He was breathing quicker; her cheek almost touched his as he bent his head; her pulses were beating in tune with his. In a sudden faintness she shut her eyes.

And then the music crashed into silence and she was leaning against a pillar, stupidly watching the brilliant scene. There was a great buzz of talking under the gallery, and Barnaby was turning to his friends. She heard his voice now and then amidst the babel, but it was Kilgour and Gregory Drake who were trying to amuse her, picking out the celebrities, good and wicked, in that assembly of glittering dresses and scarlet coats.

"You'll notice," Kilgour was saying, "it's the older men who are dancing, and the young 'uns are looking on. They've no stamina, the lads! Do you see that woman like a tub, with hungry eyes?—She was a beauty once, but when her admirers began to slink off she went in for spirits—that awfully unpleasant kind that you can't absorb. She's always calling 'em up and setting 'em on to tell tales about her dearest friends."

"Yes," said Gregory, "it's really more unhealthy to offend her now than when she was an anarchist and used to spring little clicking machines on you and offered to explain how they worked. She got into hot water once, while it lasted, making herself a side-show at a bazaar. Some foreign personage was attending, and a rumour started that she meant to wind up her clock in earnest. It emptied the hall like winking. The Board of Charitables were no end annoyed."
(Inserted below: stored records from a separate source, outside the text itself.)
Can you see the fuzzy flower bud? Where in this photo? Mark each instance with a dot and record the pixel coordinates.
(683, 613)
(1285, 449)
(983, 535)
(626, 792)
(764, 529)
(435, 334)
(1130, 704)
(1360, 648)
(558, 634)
"They say her fellow anarchists begged her to take her name off their books. Said she brought 'em into contempt."

"That wasn't why," said Gregory. "It was because she would bring Toby, her mastiff, to all their meetings. He and Biff, the thing she carried in her muff, used to scare 'em out of their lives."

"Look at that shop window!" said Kilgour, as another woman, smothered in diamonds, canted past.

"American, isn't she?—Cummerbatch married her for her money, and of course they're wretched. It never pays——"

Susan was conscious that the speaker had checked himself, in his face a ludicrous awkwardness. Had the world jumped to a similar conclusion about her and Barnaby? Instinctively she turned her head. She wanted to share the joke with him, to see his delighted appreciation;—but he was not near.

And he did not dance with her any more. The night dragged on, and one man after another bent his sleek head and offered her his arm. All Barnaby's friends were rallying to her flag. Still, in its turn, would come a star in her card, a dance that found her waiting for a partner who did not come.